Both those points were true. The Fat Lady weighed nearly ten tons, which was more than any bomber could carry. And anything bigger than a Piper Cub drew the Lizards’ immediate and hostile attention. Groves didn’t know how to make a nuclear weapon small enough to fit into a Piper Cub, but he did know that, no matter what theLuftwaffe thought, you didn’t have to deliver a bomb by air.

“I promise you, Dr. Szilard: we will manage when the time comes,” he said, and let it go at that. He didn’t want everybody to hear what the delivery plans were. Security wasn’t as tight as it had been with the Japs and Nazis to worry about; he had trouble imagining anybody vile enough to want to betray American atomic secrets to the Lizards. But he was just an engineer, and knew his imagination had limits. What was unthinkable for him might not be for someone else.

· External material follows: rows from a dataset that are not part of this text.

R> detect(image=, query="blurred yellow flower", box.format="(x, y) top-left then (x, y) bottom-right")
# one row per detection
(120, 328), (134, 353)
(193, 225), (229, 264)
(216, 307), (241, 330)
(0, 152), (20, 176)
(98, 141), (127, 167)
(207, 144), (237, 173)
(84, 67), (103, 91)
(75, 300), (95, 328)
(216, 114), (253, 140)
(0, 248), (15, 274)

“How do we even get the thing out of the reprocessing plant?” a technician asked. He worked at one of the piles, not here where the plutonium was extracted and the bomb made. Groves just pointed to the wooden cart on which the Fat Lady sat. It had wheels. The technician looked foolish.

He needn’t have. Moving ten tons was no laughing matter, especially when those ten tons included complicated gadgetry and had to be moved in utmost secrecy. Groves had most of the answers now. Inside a week, he needed all of them. He was confident he’d get them. Moving heavy things from one place to another was a technology mankind had had under control since the days of the Pharaohs.

Somebody said, “We got our bombs now. How soon will the Germans have theirs? When will the Russians set off another one? What about the Japs?”

“If there are no other questions, class is dismissed,” Groves said solemnly. That got the laugh he’d hoped for. When it was over, he went on, “The Germans aren’t very far behind us. If they hadn’t had their, ah, accident, they might be ahead of us.”

The intelligence information on which he based that wasn’t firsthand. Much of it came from things Molotov had said when he was in New York. Where Molotov had got it, Groves didn’t know. The Russians had been wrong about the Germans before, generally to their sorrow.